Арестовывали целыми семьями, всех совершеннолетних. Может, и до меня еще доберутся. Детишек увозили из города в детдома да интернаты. Из всех, кого я знаю, повезло лишь сынишке Шалвы Окуджава, двенадцатилетнему Булату. Его забрала родная тетка, в Москву. Говорят, теперь учится в какой-то арбатской школе…»

«Снова наведывалась Клара Васильевна (прим. — бабушка Ольги Лобенко). Посмотрела мою дочку. Сказала, что та уже совсем поправилась. Спросила у меня совета, как лучше сохранить мой подарок (прим. — скорее всего, речь идет о перстне). Потом побалясничали по-бабски, выпили «клюковки», обменялись рецептами, как варенье варить. Август начался — самая ягодная пора… Повеселели, затянули «На сопках Маньчжурии».

Почему именно «На сопках…»? Потому что сегодня… (Был там какой-то пограничный конфликт. По радио передавали. Примечание следственной группы: японские войска нарушили советскую границу возле озера Хасан, то есть границу с той самой, Маньчжоу-Го, до японской оккупации бывшей китайской Маньчжурией…) Конечно, скверный повод для песни, как бы войны не случилось…»

Полковник теперь все чаще приходил в кабинет к майору. Скрестив руки за спиной, всматривался во все эти записи да листочки. В который раз повторял известную поговорку «не было бы счастья, да несчастье помогло», это он про Булата Окуджаву, ведь не известно стал бы мальчуган великим бардом или нет, если бы остался тогда поживать при папеньке-секретаре в Нижнем Тагиле. Иногда Цветков что-нибудь спрашивал, типа:

— А что, Ольга Лобенко успела переговорить с матерью?
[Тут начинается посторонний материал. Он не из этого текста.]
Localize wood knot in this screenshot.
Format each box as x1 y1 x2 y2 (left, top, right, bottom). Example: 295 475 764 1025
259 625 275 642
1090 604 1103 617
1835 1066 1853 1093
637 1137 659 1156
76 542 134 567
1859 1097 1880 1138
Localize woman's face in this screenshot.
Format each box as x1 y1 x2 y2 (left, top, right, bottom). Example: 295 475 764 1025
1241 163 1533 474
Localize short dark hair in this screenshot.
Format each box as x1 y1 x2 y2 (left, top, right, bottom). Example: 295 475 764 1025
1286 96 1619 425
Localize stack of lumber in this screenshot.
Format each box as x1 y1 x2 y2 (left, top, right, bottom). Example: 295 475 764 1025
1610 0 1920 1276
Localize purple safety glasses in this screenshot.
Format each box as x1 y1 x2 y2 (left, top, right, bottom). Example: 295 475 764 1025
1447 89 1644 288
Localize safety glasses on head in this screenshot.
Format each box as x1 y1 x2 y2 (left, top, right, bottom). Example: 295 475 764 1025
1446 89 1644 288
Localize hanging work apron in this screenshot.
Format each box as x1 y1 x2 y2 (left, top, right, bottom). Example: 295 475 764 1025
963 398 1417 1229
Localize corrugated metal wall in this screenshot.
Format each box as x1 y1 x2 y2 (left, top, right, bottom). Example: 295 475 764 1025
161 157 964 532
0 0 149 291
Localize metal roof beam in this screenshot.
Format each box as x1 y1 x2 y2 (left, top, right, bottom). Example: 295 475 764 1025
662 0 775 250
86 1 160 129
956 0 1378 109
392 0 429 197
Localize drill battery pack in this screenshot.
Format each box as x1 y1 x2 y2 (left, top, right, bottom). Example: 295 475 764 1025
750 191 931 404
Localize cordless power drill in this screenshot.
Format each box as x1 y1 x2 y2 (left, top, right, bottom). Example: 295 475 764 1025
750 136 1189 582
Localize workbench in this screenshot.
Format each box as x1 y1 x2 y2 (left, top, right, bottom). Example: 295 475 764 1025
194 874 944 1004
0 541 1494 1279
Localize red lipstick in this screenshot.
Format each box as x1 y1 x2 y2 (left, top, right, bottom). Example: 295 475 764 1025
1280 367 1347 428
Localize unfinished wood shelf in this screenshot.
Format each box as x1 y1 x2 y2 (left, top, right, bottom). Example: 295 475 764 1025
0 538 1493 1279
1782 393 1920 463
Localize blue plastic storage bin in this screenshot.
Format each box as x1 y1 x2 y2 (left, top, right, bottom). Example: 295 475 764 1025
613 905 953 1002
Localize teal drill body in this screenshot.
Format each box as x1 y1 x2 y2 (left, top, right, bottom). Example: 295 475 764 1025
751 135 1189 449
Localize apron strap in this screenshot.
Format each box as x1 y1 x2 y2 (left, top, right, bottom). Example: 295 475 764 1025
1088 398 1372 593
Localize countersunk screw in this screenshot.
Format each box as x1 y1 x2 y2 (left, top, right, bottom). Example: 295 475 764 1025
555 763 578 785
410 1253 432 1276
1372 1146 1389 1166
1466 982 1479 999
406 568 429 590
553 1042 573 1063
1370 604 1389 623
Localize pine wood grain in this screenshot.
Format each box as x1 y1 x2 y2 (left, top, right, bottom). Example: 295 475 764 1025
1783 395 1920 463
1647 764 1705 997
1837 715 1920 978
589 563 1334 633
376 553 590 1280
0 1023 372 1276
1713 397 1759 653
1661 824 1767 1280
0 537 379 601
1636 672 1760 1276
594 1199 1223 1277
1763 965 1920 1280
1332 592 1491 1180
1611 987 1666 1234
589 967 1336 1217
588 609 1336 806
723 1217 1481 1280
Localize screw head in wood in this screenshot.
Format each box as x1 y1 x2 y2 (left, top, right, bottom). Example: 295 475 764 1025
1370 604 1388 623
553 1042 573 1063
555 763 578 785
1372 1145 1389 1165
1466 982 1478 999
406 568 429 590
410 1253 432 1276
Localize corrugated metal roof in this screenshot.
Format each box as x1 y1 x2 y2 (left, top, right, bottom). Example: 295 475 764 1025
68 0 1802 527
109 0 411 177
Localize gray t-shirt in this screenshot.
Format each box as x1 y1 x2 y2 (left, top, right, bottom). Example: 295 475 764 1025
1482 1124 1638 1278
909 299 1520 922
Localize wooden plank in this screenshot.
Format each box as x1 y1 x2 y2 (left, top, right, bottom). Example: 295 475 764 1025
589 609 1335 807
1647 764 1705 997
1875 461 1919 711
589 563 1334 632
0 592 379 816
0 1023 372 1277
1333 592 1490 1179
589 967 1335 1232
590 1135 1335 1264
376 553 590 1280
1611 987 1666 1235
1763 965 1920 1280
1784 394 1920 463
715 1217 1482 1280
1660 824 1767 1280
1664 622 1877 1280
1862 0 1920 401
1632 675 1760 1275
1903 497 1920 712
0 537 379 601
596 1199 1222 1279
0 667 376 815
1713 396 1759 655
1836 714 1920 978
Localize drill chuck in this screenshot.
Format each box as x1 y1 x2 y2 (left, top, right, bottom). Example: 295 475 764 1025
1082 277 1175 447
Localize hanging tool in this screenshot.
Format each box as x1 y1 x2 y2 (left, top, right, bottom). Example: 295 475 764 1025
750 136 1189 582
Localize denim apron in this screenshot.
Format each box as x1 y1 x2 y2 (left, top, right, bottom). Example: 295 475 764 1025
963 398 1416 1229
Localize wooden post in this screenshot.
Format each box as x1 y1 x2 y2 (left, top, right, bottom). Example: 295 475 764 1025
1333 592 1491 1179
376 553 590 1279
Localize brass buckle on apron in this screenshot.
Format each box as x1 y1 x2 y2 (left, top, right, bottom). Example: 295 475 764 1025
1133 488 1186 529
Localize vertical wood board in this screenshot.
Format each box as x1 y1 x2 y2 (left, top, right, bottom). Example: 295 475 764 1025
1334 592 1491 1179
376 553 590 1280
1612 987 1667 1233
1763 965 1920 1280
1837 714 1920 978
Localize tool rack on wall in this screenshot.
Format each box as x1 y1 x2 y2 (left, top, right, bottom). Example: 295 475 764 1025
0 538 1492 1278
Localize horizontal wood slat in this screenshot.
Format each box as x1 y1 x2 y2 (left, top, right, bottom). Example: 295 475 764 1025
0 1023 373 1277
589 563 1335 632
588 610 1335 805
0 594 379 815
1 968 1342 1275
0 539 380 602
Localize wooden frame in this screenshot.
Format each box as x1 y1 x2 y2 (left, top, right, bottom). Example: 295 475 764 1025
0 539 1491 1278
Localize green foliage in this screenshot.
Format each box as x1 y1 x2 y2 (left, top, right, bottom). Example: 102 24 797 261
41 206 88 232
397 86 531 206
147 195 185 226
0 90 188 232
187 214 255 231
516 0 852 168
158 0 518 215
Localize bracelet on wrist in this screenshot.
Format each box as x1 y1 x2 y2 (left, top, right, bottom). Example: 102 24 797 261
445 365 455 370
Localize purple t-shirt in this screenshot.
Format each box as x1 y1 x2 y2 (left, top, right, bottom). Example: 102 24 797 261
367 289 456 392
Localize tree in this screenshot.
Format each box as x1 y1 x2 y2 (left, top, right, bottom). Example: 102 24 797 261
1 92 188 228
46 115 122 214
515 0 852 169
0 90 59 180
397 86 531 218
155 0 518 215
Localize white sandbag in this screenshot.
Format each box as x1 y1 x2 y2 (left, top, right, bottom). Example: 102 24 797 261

— Съездила к ней на выходные. Мать ничего нового для следствия не заявила. Лобенко попросила ее сообщать о всех подозрительных встречах и новых знакомствах, которые у нее будут.

— Хорошо-хорошо…

Этими словами, как правило, Алексей Степанович завершал свой визит. Иногда он подбрасывал новое поручение для «отряда следопытов». Например, просил Старкова узнать, или хотя бы предположить, откуда привезен изумруд для Екатерининского перстня.

Цветкову понравилась настойчивая инициатива Ольги в поиске производителя рулета с арахисовой начинкой. Хотя формальных оснований для проведения дактилоскопической экспертизы не было, он все же планировал забрать у девушки блестящую обертку и, используя личные связи, проверить ее на предмет отпечатков.